Page had a lot more time on his hands after Led Zeppelin broke up, enough to play on “One Hit (to the Body),” the lead track on the Stones’ 1986 album Dirty Work. Ronnie Wood invited him to the studio, Page laid down several solos, and then walked away. Richards sent him a massive bottle of booze as a thank you, as Page told Louder:
“Actually, the session was not for Keith’s album, it was The Rolling Stones, and I overdubbed a number of solos over the track. I think it worked out pretty good. Keith kindly sent me a magnum of champagne after the session.”
A magnum of champagne is basically two bottles in one. Most bottles are 750 milliliters. A magnum is 1,500 (or 1.5 liters) and meant to serve several people. Page didn’t reveal if he consumed the bottle, but Richards seemingly tried to get Page drunk with his gift.
That was actually the second time Led Zeppelin’s founder played on a Rolling Stones song. His guitar (including a solid solo) appeared on the tune “Heart of Stone.” The country-western/R&B ballad from 1964 happened well before Led Zeppelin. The track didn’t see the light of day on the Stones’ 1975 Metamorphosis release.
Interestingly, Page’s work on “One Hit (to the Body)” showed the guitarist and the band going in different directions.
The Rolling Stones were on the verge of breaking up as Mick Jagger focused more on his solo career than the group. Tensions between the singer and Richards were at an all-time high, and it threatened the group.
Meanwhile, Page started emerging from a self-imposed fallow period following Led Zeppelin’s 1980 collapse. His performances at the ARMS (Action into Research for Multiple Sclerosis) concerts in 1984 led him to form a new group, The Firm, with Bad Company singer Paul Rodgers. The group released two albums in 1985 and 1986, respectively. Page later worked on Zep singer Robert Plant’s Now & Zen album in 1988 before releasing his first solo album the same year.

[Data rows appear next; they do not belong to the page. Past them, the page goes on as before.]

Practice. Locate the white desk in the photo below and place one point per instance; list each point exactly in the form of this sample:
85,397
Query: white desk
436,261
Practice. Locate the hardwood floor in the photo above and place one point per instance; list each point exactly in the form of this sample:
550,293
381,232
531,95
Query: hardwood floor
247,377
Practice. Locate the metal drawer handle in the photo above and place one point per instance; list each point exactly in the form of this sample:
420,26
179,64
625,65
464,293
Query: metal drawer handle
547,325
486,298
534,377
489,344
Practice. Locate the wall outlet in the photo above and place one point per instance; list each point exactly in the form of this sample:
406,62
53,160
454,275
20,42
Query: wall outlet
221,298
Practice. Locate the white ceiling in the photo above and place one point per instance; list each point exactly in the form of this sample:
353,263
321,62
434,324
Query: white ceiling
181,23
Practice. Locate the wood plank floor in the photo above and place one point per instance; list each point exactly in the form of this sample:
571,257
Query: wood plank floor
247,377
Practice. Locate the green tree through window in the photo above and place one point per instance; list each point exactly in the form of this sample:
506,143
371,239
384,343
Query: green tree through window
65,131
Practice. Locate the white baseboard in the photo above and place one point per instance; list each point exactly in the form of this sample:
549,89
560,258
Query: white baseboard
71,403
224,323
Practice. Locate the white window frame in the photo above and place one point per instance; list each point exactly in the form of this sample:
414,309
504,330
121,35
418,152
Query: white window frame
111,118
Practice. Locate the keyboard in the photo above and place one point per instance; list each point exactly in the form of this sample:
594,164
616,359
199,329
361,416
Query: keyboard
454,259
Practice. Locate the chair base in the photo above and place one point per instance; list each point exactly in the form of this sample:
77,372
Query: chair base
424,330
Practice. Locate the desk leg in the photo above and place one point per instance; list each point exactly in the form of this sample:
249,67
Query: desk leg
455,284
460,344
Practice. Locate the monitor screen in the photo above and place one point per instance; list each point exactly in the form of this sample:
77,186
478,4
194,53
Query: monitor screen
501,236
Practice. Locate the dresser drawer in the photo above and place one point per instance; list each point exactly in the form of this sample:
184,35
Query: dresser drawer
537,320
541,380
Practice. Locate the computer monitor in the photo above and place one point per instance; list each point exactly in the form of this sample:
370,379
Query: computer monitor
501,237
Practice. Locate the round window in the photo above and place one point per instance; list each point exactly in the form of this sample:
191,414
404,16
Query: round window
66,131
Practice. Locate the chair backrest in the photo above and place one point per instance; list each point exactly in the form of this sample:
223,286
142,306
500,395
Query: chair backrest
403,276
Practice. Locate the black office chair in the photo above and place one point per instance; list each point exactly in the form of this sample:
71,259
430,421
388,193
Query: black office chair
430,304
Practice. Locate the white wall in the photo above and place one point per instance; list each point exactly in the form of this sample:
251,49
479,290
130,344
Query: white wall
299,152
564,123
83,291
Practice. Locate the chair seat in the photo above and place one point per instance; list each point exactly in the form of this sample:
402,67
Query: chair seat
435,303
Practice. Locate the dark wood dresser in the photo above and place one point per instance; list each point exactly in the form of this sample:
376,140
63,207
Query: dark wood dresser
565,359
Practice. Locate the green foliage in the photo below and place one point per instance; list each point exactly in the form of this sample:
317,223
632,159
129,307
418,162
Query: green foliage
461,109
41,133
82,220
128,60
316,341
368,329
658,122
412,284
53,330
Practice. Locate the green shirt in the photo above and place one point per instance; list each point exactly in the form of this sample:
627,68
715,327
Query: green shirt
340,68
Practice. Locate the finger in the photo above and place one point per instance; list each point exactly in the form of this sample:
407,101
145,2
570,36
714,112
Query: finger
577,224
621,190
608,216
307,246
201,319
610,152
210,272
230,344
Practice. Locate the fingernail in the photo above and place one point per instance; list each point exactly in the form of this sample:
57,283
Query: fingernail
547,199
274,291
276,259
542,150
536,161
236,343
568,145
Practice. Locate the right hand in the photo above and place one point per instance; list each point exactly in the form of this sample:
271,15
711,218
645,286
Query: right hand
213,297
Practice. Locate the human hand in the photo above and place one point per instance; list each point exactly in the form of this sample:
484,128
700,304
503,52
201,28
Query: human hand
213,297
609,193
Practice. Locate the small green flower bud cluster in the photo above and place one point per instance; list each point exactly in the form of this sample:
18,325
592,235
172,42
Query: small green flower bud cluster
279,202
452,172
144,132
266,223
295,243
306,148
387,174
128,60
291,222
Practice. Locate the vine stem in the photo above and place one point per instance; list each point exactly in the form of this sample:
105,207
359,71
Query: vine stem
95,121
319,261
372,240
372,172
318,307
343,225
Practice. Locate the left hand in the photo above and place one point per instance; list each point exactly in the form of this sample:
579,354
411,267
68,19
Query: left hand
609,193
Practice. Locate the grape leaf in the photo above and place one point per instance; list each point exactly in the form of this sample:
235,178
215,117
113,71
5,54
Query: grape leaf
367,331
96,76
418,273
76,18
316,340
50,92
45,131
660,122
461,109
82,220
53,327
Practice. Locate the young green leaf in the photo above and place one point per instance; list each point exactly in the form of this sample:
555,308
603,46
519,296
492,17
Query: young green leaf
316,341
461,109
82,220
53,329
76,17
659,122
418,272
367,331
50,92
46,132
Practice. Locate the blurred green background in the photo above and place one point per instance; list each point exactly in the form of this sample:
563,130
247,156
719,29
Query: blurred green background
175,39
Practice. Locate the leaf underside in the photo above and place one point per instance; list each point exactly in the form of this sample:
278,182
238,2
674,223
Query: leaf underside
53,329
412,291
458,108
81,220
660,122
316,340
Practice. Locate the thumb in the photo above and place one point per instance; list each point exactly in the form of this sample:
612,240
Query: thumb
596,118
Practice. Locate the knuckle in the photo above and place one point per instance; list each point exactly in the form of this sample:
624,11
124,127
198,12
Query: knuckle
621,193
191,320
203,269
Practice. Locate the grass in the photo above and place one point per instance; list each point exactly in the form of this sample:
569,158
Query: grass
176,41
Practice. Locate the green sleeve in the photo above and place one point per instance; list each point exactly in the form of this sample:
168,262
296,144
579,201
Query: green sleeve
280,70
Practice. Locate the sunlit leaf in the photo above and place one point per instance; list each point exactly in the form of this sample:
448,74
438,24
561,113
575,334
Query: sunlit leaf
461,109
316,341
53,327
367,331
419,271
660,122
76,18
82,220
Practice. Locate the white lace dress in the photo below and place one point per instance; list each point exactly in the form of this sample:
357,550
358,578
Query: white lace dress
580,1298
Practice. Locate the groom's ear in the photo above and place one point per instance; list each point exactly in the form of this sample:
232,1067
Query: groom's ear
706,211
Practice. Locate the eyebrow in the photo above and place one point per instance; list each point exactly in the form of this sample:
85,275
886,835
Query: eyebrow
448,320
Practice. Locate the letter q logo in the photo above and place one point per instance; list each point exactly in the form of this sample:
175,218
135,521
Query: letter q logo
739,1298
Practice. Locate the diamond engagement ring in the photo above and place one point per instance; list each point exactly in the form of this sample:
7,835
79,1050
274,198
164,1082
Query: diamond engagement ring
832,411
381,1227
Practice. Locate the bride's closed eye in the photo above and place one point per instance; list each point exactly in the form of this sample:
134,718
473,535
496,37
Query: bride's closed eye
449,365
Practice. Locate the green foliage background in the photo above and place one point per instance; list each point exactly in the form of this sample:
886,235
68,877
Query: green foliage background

How did ‘One Hit (to the Body)’ and ‘Dirty Work’ perform on the charts?
It had Page playing with Richards and his legendary band, but “One Hit (to the Body)” hardly lived up to its name. It was far from a hit.
The song spent just two weeks on the chart in England. It peaked at No. 80, per the Official Charts Company. It was the worst-performing Rolling Stones single to that point in the band’s career.
The tune rose to No. 28 on the Billboard chart in June 1986. Respectable, but a far cry from “Harlem Shuffle” from the same album (No. 5) or the Stones’ early 1980s work, such as “Emotional Rescue” (No. 3 in 1980) or “Waiting on a Friend” (No. 13 in 1982).
“One Hit (to the Body)” underwhelmed, but Stones fans were more receptive to Dirty Work as a whole. The album rose to No. 4 in both the United States and England and spent a combined 35 weeks on the charts (25 in the U.S. and 10 in England).
The song wasn’t a success, but Keith Richards tried to get Jimmy Page drunk on a huge bottle of champagne as thank you for playing on The Rolling Stones’ song “One Hit (to the Body).” That tune was part of Page’s post-Led Zeppelin resurgence, while the Stones barely survived making Dirty Work before experiencing a resurgence with 1989’s Steel Wheels.